Course: Secondary Use of COVID-19 Symptom Incidence Among Hospital Employees as an Example of Syndromic Surveillance of Hospital Admissions Within 7 Days
CME Credits: 1.00
Released: 2021-06-17
Key Points
Question Can secondary use of employee symptom attestation data be used as syndromic surveillance to estimate COVID-19 hospitalizations in the communities where the employees live?Findings In this cohort study of 6481 hospital employees, an increased frequency of COVID-19 symptoms reported by all employees at a single hospital was associated with increased hospitalizations across 10 hospitals 7 days later.
Meaning These findings suggest that in a novel pandemic before reliable testing is available, use of nontraditional secondary data sources can be used to estimate hospital demand.
Abstract
Importance Alternative methods for hospital occupancy forecasting, essential information in hospital crisis planning, are necessary in a novel pandemic when traditional data sources such as disease testing are limited.Objective To determine whether mandatory daily employee symptom attestation data can be used as syndromic surveillance to estimate COVID-19 hospitalizations in the communities where employees live.
Design, Setting, and Participants This cohort study was conducted from April 2, 2020, to November 4, 2020, at a large academic hospital network of 10 hospitals accounting for a total of 2384 beds and 136,000 discharges in New England.
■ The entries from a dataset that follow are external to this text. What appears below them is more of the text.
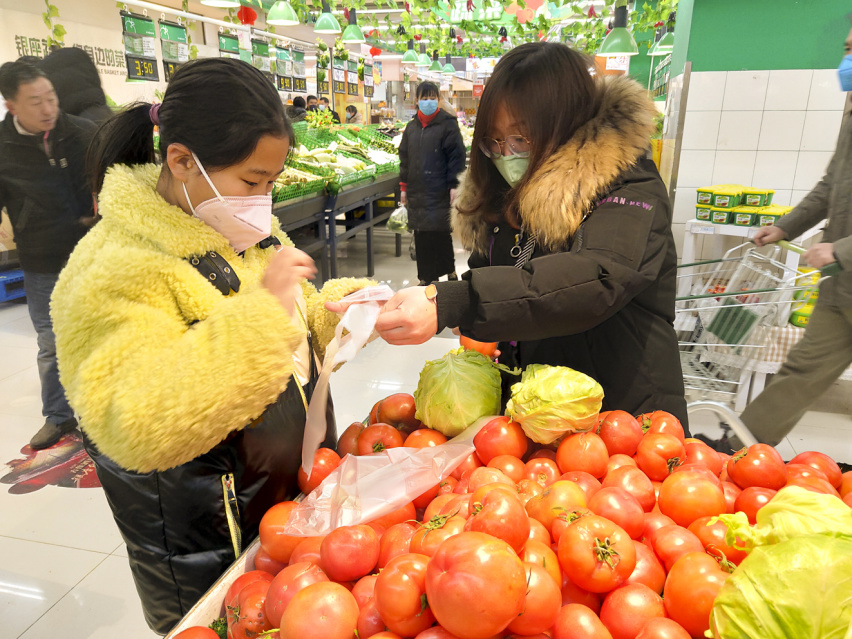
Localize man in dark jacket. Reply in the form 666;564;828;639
39;47;112;124
0;62;95;450
399;82;465;286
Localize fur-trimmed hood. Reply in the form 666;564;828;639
453;77;657;253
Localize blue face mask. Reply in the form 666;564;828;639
837;55;852;91
417;100;438;115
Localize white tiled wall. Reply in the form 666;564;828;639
673;69;846;260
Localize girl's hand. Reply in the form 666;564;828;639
376;286;438;346
263;246;317;315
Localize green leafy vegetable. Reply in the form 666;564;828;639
506;364;603;444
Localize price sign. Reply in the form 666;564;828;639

The participants included 6841 employees who worked on-site at hospital 1 and lived in the 10 hospitals’ service areas.
Exposure Daily employee self-reported symptoms were collected using an automated text messaging system from a single hospital.
Main Outcomes and Measures Mean absolute error (MAE) and weighted mean absolute percentage error (MAPE) of 7-day forecasts of daily COVID-19 hospital census at each hospital.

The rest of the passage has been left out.